B. Conséquences pour les États autres qu’Israël et pour les Nations Unies
23. Monsieur le président, outre l’impossibilité juridique pour la Palestine de renoncer à exiger d’Israël le respect de ses obligations impératives, le caractère « cogens » de celles-ci et la gravité de leurs violations par Israël ont d’importantes conséquences vis-à-vis des États tiers. Elles sont énumérées a minima à l’article 41 des articles de la CDI.
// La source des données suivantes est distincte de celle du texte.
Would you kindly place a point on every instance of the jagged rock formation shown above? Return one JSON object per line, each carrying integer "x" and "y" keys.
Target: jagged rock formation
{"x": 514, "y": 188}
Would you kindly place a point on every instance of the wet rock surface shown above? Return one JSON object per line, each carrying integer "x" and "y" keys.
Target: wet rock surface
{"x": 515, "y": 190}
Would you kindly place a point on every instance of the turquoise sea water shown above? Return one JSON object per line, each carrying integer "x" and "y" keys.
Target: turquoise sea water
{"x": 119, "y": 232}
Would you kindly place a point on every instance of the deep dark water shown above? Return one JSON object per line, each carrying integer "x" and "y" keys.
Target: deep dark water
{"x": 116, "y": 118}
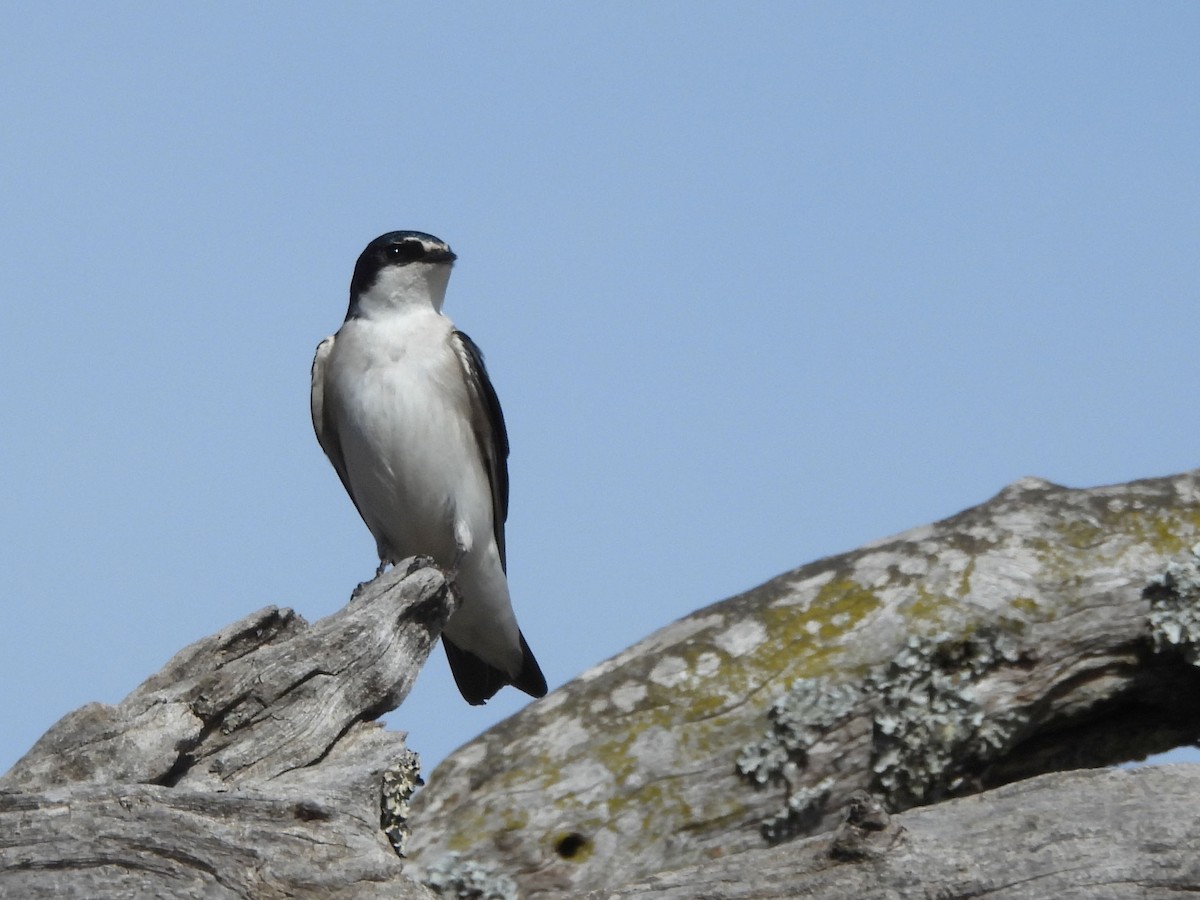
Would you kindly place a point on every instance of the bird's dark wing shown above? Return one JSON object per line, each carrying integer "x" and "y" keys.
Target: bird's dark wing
{"x": 322, "y": 423}
{"x": 487, "y": 424}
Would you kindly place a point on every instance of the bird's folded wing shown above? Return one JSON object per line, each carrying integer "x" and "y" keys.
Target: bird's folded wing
{"x": 322, "y": 420}
{"x": 487, "y": 424}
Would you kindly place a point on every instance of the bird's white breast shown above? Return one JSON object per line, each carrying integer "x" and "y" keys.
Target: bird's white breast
{"x": 403, "y": 419}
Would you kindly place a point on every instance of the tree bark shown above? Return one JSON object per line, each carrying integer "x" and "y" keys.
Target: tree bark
{"x": 753, "y": 749}
{"x": 1092, "y": 835}
{"x": 1036, "y": 633}
{"x": 249, "y": 767}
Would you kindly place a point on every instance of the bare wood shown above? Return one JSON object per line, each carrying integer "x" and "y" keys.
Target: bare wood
{"x": 249, "y": 767}
{"x": 1044, "y": 630}
{"x": 1031, "y": 634}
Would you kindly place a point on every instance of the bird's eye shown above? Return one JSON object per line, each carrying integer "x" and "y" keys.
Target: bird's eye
{"x": 406, "y": 251}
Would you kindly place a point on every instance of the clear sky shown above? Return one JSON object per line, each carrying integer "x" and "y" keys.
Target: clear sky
{"x": 756, "y": 283}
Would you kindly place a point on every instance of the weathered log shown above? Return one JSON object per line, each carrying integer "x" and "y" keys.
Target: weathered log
{"x": 1038, "y": 631}
{"x": 249, "y": 767}
{"x": 1092, "y": 835}
{"x": 1047, "y": 629}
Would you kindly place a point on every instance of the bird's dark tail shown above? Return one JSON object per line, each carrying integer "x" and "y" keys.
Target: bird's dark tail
{"x": 478, "y": 682}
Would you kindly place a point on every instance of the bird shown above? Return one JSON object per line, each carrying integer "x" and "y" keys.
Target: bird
{"x": 406, "y": 412}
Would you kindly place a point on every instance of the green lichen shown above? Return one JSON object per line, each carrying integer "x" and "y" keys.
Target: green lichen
{"x": 397, "y": 786}
{"x": 455, "y": 876}
{"x": 798, "y": 719}
{"x": 930, "y": 729}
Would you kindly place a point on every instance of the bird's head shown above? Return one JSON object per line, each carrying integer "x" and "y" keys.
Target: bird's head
{"x": 400, "y": 270}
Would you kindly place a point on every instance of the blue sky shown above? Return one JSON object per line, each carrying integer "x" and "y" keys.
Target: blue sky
{"x": 756, "y": 283}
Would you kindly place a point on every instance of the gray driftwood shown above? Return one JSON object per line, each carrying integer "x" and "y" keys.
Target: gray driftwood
{"x": 249, "y": 767}
{"x": 1047, "y": 629}
{"x": 1085, "y": 835}
{"x": 754, "y": 749}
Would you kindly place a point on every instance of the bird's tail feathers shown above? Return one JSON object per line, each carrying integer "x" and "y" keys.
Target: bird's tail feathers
{"x": 478, "y": 681}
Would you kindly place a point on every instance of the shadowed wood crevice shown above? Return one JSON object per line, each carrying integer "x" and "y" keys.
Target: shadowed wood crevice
{"x": 250, "y": 766}
{"x": 1023, "y": 636}
{"x": 897, "y": 720}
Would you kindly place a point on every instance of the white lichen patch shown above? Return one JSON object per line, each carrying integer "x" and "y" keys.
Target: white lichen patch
{"x": 400, "y": 783}
{"x": 741, "y": 637}
{"x": 802, "y": 591}
{"x": 455, "y": 876}
{"x": 669, "y": 671}
{"x": 707, "y": 665}
{"x": 655, "y": 751}
{"x": 628, "y": 695}
{"x": 930, "y": 726}
{"x": 798, "y": 720}
{"x": 1175, "y": 607}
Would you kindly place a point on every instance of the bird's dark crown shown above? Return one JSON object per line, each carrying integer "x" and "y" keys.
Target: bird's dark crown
{"x": 396, "y": 249}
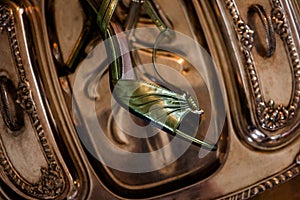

Des obligations découlant de normes impératives
24. Le Conseil de sécurité et l’Assemblée générale ont de façon récurrente appelé « tous les États [à] ne fournir à Israël aucune assistance qui serait utilisée spécifiquement pour les colonies de peuplement des territoires occupés »223. Plus largement, ils ont également réaffirmé l’obligation des Nations Unies et de tous les États de ne pas reconnaître la situation résultant de l’occupation illicite du territoire palestinien, de ne pas lui apporter aide ou assistance, de faire la distinction entre le territoire palestinien occupé et celui d’Israël, et de respecter et de faire respecter le droit international. Cela implique que la responsabilité d’Israël soit mise en oeuvre et que des moyens pratiques soient adoptés pour assurer l’application des résolutions du Conseil de sécurité.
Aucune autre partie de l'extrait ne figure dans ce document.